Dans un chapitre onirique, notre rédactrice en chef Laurie Debove nous apprend par exemple que les arbres possèdent des « sens » que nous n’avons pas et communiquent entre eux via des réseaux souterrains de champignons… Ce sont des êtres sensibles et sociaux, et « des champions de la symbiose ».
Docteure en physiologie végétale, Catherine Lenne va plus loin : dans un chapitre où elle nous apprend, du liège au duramen, tout ce qui « fait » un arbre, la chercheuse révèle que cet être a la capacité de percevoir le vent et la gravité, et de rectifier son axe de croissance grâce à « des formes de proprioperception ».
Lutter…
Comment, dès lors, protéger les arbres, assurer cette meilleure gestion des forêts mettant nos sociétés pressées à l’épreuve du temps long ? Pour les personnes de bonne volonté disposant de temps et d’un peu d’argent, il existe un moyen de lutte aussi efficace qu’éprouvé : les « Groupements forestiers écologiques », à travers lesquels des citoyens associés rachètent en groupe des parcelles de forêt dont ils choisissent ensuite le mode de gestion et d’exploitation – du génie !
Car en rachetant la forêt, ces citoyens la dérobent à l’industrie.
À l’autre bout du spectre d’action, l’association A.R.B.R.E.S, dont nous avons interviewé le président, GeorgesFeterman, a créé le label désormais bien connu « Arbres remarquables de France » qui a permis, depuis les années 2000, de sauver près de 800 arbres ou ensembles arborés aux quatre coins du pays.
Sentir…
La protection des forêts et des arbres, en tant que résistance, porte en soi les germes d’un « réapprentissage » du monde, écrit ailleurs le philosophe Baptiste Morizot.

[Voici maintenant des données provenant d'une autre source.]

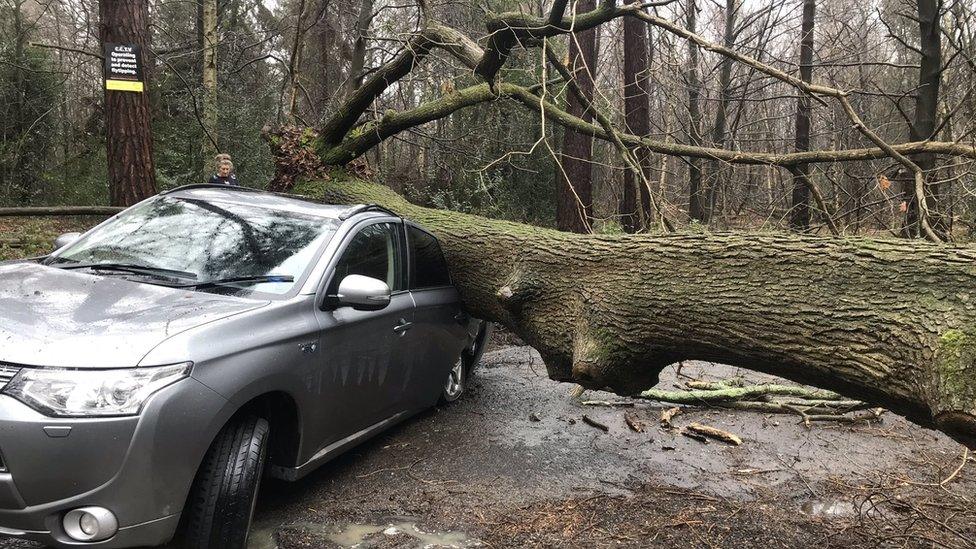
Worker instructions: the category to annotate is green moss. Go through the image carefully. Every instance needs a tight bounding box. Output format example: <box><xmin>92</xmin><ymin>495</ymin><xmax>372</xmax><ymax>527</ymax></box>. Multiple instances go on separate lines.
<box><xmin>935</xmin><ymin>330</ymin><xmax>976</xmax><ymax>412</ymax></box>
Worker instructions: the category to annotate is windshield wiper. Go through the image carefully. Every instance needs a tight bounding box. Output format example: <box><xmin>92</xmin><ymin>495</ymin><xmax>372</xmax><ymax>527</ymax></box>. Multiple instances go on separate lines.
<box><xmin>58</xmin><ymin>263</ymin><xmax>197</xmax><ymax>280</ymax></box>
<box><xmin>176</xmin><ymin>275</ymin><xmax>295</xmax><ymax>288</ymax></box>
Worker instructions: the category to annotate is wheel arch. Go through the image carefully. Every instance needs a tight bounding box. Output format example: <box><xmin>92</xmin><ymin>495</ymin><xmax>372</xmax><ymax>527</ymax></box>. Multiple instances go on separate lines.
<box><xmin>232</xmin><ymin>391</ymin><xmax>302</xmax><ymax>467</ymax></box>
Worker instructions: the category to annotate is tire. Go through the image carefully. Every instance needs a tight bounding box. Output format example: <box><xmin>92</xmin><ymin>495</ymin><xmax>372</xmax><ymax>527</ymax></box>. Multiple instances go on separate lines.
<box><xmin>177</xmin><ymin>416</ymin><xmax>270</xmax><ymax>549</ymax></box>
<box><xmin>464</xmin><ymin>320</ymin><xmax>491</xmax><ymax>377</ymax></box>
<box><xmin>440</xmin><ymin>352</ymin><xmax>468</xmax><ymax>404</ymax></box>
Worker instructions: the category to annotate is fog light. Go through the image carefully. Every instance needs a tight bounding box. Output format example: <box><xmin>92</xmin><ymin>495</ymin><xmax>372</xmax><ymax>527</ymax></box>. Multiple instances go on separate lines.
<box><xmin>62</xmin><ymin>507</ymin><xmax>119</xmax><ymax>541</ymax></box>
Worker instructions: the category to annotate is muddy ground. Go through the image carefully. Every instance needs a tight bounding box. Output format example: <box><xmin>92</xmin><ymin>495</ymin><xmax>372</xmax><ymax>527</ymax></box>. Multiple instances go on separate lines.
<box><xmin>238</xmin><ymin>340</ymin><xmax>976</xmax><ymax>549</ymax></box>
<box><xmin>0</xmin><ymin>336</ymin><xmax>976</xmax><ymax>549</ymax></box>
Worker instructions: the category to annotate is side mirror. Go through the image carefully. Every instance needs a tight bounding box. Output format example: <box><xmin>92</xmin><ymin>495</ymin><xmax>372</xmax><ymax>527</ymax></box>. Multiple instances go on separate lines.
<box><xmin>51</xmin><ymin>233</ymin><xmax>81</xmax><ymax>252</ymax></box>
<box><xmin>336</xmin><ymin>275</ymin><xmax>390</xmax><ymax>311</ymax></box>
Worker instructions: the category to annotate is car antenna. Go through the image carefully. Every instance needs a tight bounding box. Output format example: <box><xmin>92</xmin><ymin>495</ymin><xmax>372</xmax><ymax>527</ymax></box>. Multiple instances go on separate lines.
<box><xmin>339</xmin><ymin>204</ymin><xmax>401</xmax><ymax>221</ymax></box>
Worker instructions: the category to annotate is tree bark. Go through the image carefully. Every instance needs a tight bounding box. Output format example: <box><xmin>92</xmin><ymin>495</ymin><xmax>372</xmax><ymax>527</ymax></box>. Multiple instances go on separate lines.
<box><xmin>98</xmin><ymin>0</ymin><xmax>156</xmax><ymax>206</ymax></box>
<box><xmin>707</xmin><ymin>0</ymin><xmax>739</xmax><ymax>223</ymax></box>
<box><xmin>556</xmin><ymin>0</ymin><xmax>597</xmax><ymax>233</ymax></box>
<box><xmin>620</xmin><ymin>0</ymin><xmax>653</xmax><ymax>233</ymax></box>
<box><xmin>296</xmin><ymin>176</ymin><xmax>976</xmax><ymax>446</ymax></box>
<box><xmin>790</xmin><ymin>0</ymin><xmax>812</xmax><ymax>231</ymax></box>
<box><xmin>200</xmin><ymin>0</ymin><xmax>218</xmax><ymax>165</ymax></box>
<box><xmin>346</xmin><ymin>0</ymin><xmax>373</xmax><ymax>96</ymax></box>
<box><xmin>902</xmin><ymin>0</ymin><xmax>945</xmax><ymax>238</ymax></box>
<box><xmin>685</xmin><ymin>0</ymin><xmax>709</xmax><ymax>223</ymax></box>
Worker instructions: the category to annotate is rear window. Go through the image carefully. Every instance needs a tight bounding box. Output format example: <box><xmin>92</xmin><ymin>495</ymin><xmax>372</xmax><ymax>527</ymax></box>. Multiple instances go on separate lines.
<box><xmin>407</xmin><ymin>225</ymin><xmax>451</xmax><ymax>290</ymax></box>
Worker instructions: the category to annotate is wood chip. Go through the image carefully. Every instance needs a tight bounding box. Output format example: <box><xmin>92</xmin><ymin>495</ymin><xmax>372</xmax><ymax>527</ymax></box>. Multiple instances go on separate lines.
<box><xmin>661</xmin><ymin>406</ymin><xmax>681</xmax><ymax>429</ymax></box>
<box><xmin>583</xmin><ymin>414</ymin><xmax>610</xmax><ymax>433</ymax></box>
<box><xmin>682</xmin><ymin>423</ymin><xmax>742</xmax><ymax>446</ymax></box>
<box><xmin>681</xmin><ymin>429</ymin><xmax>708</xmax><ymax>444</ymax></box>
<box><xmin>624</xmin><ymin>412</ymin><xmax>644</xmax><ymax>433</ymax></box>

À une époque où l’homme ne vit plus avec elle, mais à côté d’elle, il paraît essentiel de renouer avec la forêt.
Pour cela, Baptiste Morizot nous appelle à sortir du « dualisme » entre la sanctuarisation de la nature et l’exploitation, et à devenir « les alliés de toutes les initiatives écologistes qui se concentrent sur la protection plus stricte des forêts ».
Mais ce « front commun » ne pourra être créé que par l’éducation, et la propagation d’une sensibilité radicalement nouvelle. Cette sensibilité passe évidemment par l’art : lorsque l’on parcourt les photographies de Max Félix, « une ode à la simplicité et à la beauté des éléments », on croit un instant ne jamais avoir réellement regardé une forêt.
Cueillir…
Mais elle passe aussi par une connaissance accrue de ses composantes. Car une forêt n’est pas qu’un décor, ce n’est pas qu’un puits de carbone ou un entrecroisement de plusieurs essences. C’est un poème qui a mis parfois des millénaires à prendre la forme que nous percevons et qui regorge de milliers d’espèces de plantes. Rien qu’en France, il en existe plus de 8 000 !
Dans un chapitre écrit à la manière d’une promenade, le mycologue et botaniste gourmand Aymeric de Kerimel vous invite à découvrir tout ce que l’on peut déguster dans une forêt bien vivante, et l’art si particulier de la cueillette.
Églantier antidiarrhéique, aulne anti-inflammatoire, ail des ours dépuratif, valériane sédative… « la liste des plantes médicinales dans ce qu’on appelle les forêts naturelles est immensément longue », nous dit plus loin le producteur-cueilleur Thierry Thévenin. N’oublions pas que la conservation de la forêt, la vraie, est une condition incontournable pour la conservation de notre santé.
Pour les plus audacieux, il y a le choix ultime : partir, renouer avec un milieu oublié, comme l’a fait Jean-Luc Pillard, en 2017, en quittant du jour au lendemain une vie qui l’aliénait pour se réinventer dans le Morvan, là où les étoiles brillent encore dans le ciel.
Cet « appel de la forêt », qu’il raconte dans un chapitre de notre livre-journal, ce fut pour lui de s’installer dans une cabane près de l’eau – sans dire pour autant adieu aux hommes.